FAQ
Hi all,

As we all know, machines in hadoop cluster may be both datanode and
tasktracker, so one machine may store both MR job intermediate data
and HDFS data. My question is: if we have more than one disk per node,
say 4 disks, and would like both job intermediate data and HDFS data
store into all disks to reduce IO times of each single disk, can we
draw a line between space of local FS and HDFS? For example, restrict
the intermediate temp data occupy no more than 25% space on each disk?
Thanks in advance.

Best Regards,
Carp

Search Discussions

  • Yu Li at Jun 30, 2010 at 3:11 am
    Hi all,

    Anybody has experience on this? Any Comments/Suggestions would be
    highly appreciated, Thanks.

    Best Regards,
    Carp

    2010/6/29 Yu Li <carp84@gmail.com>:
    Hi all,

    As we all know, machines in hadoop cluster may be both datanode and
    tasktracker, so one machine may store both MR job intermediate data
    and HDFS data. My question is: if we have more than one disk per node,
    say 4 disks, and would like both job intermediate data and HDFS data
    store into all disks to reduce IO times of each single disk, can we
    draw a line between space of local FS and HDFS? For example, restrict
    the intermediate temp data occupy no more than 25% space on each disk?
    Thanks in advance.

    Best Regards,
    Carp
  • Steve Loughran at Jun 30, 2010 at 10:11 am

    Yu Li wrote:
    Hi all,

    Anybody has experience on this?

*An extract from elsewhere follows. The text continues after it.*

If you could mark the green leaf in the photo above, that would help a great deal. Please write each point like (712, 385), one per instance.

Any Comments/Suggestions would be
    highly appreciated, Thanks.

    Best Regards,
    Carp

    2010/6/29 Yu Li <carp84@gmail.com>:
    Hi all,

    As we all know, machines in hadoop cluster may be both datanode and
    tasktracker, so one machine may store both MR job intermediate data
    and HDFS data. My question is: if we have more than one disk per node,
    say 4 disks, and would like both job intermediate data and HDFS data
    store into all disks to reduce IO times of each single disk, can we
    draw a line between space of local FS and HDFS? For example, restrict
    the intermediate temp data occupy no more than 25% space on each disk?
    Thanks in advance.
    There is some configuration parameter to limit space use of either HDFS
    or temp storage, but I forget its name -you'll have to look through the
    docs.

    -steve
  • Vitaliy Semochkin at Jun 30, 2010 at 10:19 am
    set dfs.datanode.du.reserved to amount of bytes you want to reserver for not
    HDFS usage.

    PS
    for search convenience IMHO better post such questions to
    hdfs-user@hadoop.apache.org ;-)


    Regards,
    Vitaliy S
    On Tue, Jun 29, 2010 at 8:32 AM, Yu Li wrote:

    Hi all,

    As we all know, machines in hadoop cluster may be both datanode and
    tasktracker, so one machine may store both MR job intermediate data
    and HDFS data. My question is: if we have more than one disk per node,
    say 4 disks, and would like both job intermediate data and HDFS data
    store into all disks to reduce IO times of each single disk, can we
    draw a line between space of local FS and HDFS? For example, restrict
    the intermediate temp data occupy no more than 25% space on each disk?
    Thanks in advance.

    Best Regards,
    Carp
  • Yu Li at Jun 30, 2010 at 1:34 pm
    Hi Steve and Vitaliy,

    Thanks a lot for your answers, and thanks for Vitaliy's suggestion, I'll
    send questions to relevant mailing list:)

    Best Regards,
    Carp
    2010/6/30 Vitaliy Semochkin <vitaliy.se@gmail.com>
    set dfs.datanode.du.reserved to amount of bytes you want to reserver for
    not
    HDFS usage.

    PS
    for search convenience IMHO better post such questions to
    hdfs-user@hadoop.apache.org ;-)


    Regards,
    Vitaliy S
    On Tue, Jun 29, 2010 at 8:32 AM, Yu Li wrote:

    Hi all,

    As we all know, machines in hadoop cluster may be both datanode and
    tasktracker, so one machine may store both MR job intermediate data
    and HDFS data. My question is: if we have more than one disk per node,
    say 4 disks, and would like both job intermediate data and HDFS data
    store into all disks to reduce IO times of each single disk, can we
    draw a line between space of local FS and HDFS? For example, restrict
    the intermediate temp data occupy no more than 25% space on each disk?
    Thanks in advance.

    Best Regards,
    Carp
  • Chris Smith at Jun 30, 2010 at 2:56 pm
    Some thoughts on how to restrict the temporary data, but I have only
    tried (a) in anger:

    a)    Partition your disks into HDFS and intermediate temp partitions
    of the relevant size.  This gives a fixed separation but is
    difficult/impossible to modify on a busy cluster especially as there
    may be no way of unloading/recovering the data stored in HDFS if you
    make a mistake resizing partitions;

    b)      Implement disk quotas and set relevant hard and soft limits on
    the relevant root directories for intermediate space. This gives you
    the flexibility to change the limits when required but as the limits
    are per user/group some thought may be required as to which user/group
    the limits apply to. There may also be a performance impact?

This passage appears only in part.